Come ci avevi detto quest’inverno cambiando squadra è cambiato anche il tuo ruolo. Come ti sei trovato a ributtarti nelle volate invece che pilotare il velocista di turno?
«Qualche piazzamento l’ho fatto, potevo anche fare meglio ed entrare qualche volta nei top ten. Avendo lavorato per anni a supporto del velocista ora devo ritrovare il feeling col momento giusto dove prendere il vento e uscire dalle ruote di chi sta davanti. Nei dilettanti ero abituato a farlo, ora dopo questi anni tra i prof molto meno, e quindi ho bisogno di lavorarci sopra. L’Astana è una squadra principalmente di scalatori, ci sono pochi passisti e devi fare un po’ da solo e non hai nessuno che ti possa lanciare. Ma questo si sapeva e uno dei miei compiti è di provare a fare la corsa nelle gare di un giorno o nelle tappe impegnative chiaramente non in salita».
Dopo quattro stagioni alla Deceuninck-Quick Step qual è il cambiamento che stai trovando all’Astana?

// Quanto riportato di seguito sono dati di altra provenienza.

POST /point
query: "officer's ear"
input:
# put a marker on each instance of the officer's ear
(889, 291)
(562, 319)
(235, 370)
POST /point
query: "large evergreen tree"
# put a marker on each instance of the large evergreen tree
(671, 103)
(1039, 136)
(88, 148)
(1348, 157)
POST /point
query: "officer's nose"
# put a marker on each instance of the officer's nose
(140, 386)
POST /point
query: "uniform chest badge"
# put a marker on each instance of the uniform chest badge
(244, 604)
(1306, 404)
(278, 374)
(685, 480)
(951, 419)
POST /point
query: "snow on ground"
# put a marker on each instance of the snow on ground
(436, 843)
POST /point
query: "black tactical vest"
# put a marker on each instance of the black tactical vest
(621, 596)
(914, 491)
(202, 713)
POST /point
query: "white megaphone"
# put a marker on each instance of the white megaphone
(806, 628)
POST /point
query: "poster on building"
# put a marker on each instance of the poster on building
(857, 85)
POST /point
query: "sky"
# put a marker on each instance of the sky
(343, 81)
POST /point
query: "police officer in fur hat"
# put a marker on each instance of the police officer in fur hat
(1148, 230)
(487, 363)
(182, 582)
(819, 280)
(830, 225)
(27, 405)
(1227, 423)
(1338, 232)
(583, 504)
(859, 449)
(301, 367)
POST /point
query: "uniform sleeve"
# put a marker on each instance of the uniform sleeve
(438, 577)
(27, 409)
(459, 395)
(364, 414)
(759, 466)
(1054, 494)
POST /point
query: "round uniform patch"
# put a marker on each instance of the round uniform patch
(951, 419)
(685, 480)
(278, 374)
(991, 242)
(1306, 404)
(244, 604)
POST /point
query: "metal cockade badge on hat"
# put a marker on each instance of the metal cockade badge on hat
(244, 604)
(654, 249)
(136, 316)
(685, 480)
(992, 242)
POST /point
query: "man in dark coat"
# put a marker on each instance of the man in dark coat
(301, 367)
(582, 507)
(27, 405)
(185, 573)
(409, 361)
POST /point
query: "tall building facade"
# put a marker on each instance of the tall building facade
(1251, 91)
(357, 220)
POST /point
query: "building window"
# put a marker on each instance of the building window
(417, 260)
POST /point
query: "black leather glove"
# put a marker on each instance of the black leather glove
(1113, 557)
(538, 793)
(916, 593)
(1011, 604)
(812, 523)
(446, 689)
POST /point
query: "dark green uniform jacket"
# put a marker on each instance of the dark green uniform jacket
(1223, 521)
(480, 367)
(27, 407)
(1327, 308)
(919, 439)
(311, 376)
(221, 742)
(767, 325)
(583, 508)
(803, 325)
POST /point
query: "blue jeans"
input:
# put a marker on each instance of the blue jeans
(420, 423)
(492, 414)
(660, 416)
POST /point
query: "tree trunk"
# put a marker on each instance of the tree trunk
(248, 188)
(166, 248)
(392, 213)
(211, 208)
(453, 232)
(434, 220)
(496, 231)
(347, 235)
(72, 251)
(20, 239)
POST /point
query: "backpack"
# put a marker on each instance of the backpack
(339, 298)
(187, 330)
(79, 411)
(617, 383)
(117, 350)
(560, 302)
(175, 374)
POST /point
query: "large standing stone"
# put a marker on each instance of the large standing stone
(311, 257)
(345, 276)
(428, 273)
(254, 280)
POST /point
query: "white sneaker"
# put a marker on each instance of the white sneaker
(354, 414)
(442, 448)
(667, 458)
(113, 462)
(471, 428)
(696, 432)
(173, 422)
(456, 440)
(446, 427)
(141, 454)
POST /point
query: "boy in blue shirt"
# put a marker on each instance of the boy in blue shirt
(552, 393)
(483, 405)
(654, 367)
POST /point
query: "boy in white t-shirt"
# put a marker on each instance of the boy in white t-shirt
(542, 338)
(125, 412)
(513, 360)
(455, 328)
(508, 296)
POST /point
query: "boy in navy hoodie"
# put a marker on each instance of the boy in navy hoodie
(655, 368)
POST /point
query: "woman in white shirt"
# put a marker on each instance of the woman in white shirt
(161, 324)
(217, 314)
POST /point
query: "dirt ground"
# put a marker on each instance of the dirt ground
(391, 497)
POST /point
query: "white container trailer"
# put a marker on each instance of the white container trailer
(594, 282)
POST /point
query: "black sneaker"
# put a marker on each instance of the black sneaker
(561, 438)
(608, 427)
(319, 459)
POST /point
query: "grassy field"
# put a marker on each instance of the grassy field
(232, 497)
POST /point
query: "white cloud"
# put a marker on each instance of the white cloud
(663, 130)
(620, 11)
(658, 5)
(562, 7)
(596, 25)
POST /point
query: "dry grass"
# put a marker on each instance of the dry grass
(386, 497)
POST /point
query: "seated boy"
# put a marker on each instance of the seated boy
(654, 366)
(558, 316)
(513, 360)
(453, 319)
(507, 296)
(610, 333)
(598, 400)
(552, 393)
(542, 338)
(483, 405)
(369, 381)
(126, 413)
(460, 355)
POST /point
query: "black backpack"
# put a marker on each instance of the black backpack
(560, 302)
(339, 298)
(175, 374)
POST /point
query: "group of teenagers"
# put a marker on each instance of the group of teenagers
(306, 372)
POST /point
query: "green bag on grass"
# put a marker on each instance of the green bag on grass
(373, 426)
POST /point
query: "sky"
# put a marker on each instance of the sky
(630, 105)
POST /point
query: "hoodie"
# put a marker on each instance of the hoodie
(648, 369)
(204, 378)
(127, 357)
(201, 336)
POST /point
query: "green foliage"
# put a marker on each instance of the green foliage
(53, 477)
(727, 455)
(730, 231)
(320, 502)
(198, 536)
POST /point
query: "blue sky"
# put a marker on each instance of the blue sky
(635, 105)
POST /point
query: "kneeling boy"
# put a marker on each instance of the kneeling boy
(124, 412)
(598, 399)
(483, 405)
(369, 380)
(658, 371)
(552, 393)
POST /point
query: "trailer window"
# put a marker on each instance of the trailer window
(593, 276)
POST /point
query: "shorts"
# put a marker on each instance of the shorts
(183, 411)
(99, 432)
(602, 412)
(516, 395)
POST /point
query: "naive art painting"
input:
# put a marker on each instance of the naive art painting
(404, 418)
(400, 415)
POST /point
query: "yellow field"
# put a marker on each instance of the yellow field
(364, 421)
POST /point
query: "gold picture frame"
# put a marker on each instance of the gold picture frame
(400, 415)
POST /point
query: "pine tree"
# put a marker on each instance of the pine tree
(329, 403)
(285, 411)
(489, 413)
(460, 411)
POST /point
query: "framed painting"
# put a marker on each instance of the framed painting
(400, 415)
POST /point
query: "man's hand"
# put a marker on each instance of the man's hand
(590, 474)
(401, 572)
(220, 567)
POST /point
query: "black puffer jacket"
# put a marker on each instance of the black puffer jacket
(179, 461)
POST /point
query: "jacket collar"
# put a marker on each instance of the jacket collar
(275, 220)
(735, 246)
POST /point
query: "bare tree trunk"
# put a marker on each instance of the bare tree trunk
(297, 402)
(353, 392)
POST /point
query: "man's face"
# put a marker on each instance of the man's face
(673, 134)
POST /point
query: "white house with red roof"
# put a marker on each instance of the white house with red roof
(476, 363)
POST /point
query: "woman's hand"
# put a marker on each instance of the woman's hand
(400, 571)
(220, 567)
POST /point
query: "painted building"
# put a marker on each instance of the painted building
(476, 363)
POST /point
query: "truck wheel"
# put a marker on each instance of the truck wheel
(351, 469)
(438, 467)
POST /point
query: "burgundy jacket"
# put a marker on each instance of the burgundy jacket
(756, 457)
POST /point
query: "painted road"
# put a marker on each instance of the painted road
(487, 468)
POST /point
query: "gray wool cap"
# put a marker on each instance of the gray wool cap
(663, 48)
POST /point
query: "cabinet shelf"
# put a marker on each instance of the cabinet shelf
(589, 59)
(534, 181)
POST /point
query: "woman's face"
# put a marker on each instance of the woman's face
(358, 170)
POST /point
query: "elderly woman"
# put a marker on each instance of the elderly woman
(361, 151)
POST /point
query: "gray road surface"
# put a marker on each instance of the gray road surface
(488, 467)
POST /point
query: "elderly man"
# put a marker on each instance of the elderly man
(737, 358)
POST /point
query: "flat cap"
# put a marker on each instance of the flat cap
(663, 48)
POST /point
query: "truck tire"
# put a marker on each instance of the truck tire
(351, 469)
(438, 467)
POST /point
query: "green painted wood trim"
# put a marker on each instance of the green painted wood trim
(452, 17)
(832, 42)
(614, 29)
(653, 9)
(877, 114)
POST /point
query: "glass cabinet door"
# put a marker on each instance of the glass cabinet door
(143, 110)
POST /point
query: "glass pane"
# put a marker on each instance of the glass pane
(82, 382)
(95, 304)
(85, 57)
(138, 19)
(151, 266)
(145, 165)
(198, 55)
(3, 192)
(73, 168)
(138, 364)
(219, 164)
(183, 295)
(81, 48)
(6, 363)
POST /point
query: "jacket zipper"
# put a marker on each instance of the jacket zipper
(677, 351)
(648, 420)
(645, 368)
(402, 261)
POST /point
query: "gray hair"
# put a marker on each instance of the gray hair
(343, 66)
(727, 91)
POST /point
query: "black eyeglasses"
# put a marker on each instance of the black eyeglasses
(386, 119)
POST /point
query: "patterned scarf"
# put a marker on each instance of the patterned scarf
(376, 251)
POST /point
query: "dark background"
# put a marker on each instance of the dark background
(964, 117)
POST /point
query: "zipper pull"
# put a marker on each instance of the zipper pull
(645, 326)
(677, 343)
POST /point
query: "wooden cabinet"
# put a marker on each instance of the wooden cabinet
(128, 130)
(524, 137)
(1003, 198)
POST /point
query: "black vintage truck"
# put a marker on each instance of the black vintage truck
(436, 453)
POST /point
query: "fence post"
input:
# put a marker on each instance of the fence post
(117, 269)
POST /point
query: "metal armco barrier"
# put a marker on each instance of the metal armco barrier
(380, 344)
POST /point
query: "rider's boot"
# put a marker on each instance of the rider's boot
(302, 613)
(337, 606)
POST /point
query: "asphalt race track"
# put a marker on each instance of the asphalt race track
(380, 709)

«E’ una squadra top level così come lo era la Quick Step. La differenza è che l’Astana ha come focus i Grandi Giri e quindi si prepara la stagione per arrivare al meglio della condizione per quegli appuntamenti. Qui vivo più sereno, non si corre ogni giorno per la vittoria così come facevamo alla Quick Step che era improntata soprattutto sulle corse in linea, tutte dalla grandi Classiche alle altre. All’Astana sto vivendo dinamiche mai vissute prima, come ad esempio correre per vincere la classifica generale, come è successo all’Algarve per Lopez».
Hai già avuto modo di correre avendo papà in ammiraglia?
«No, l’esordio non c’è ancora stato. Doveva essere nelle corse di inizio marzo in Italia ma sappiamo come è andata a finire. Per me è un complotto (e ride...) non ci riusciamo proprio. Ma prima o poi succederà!».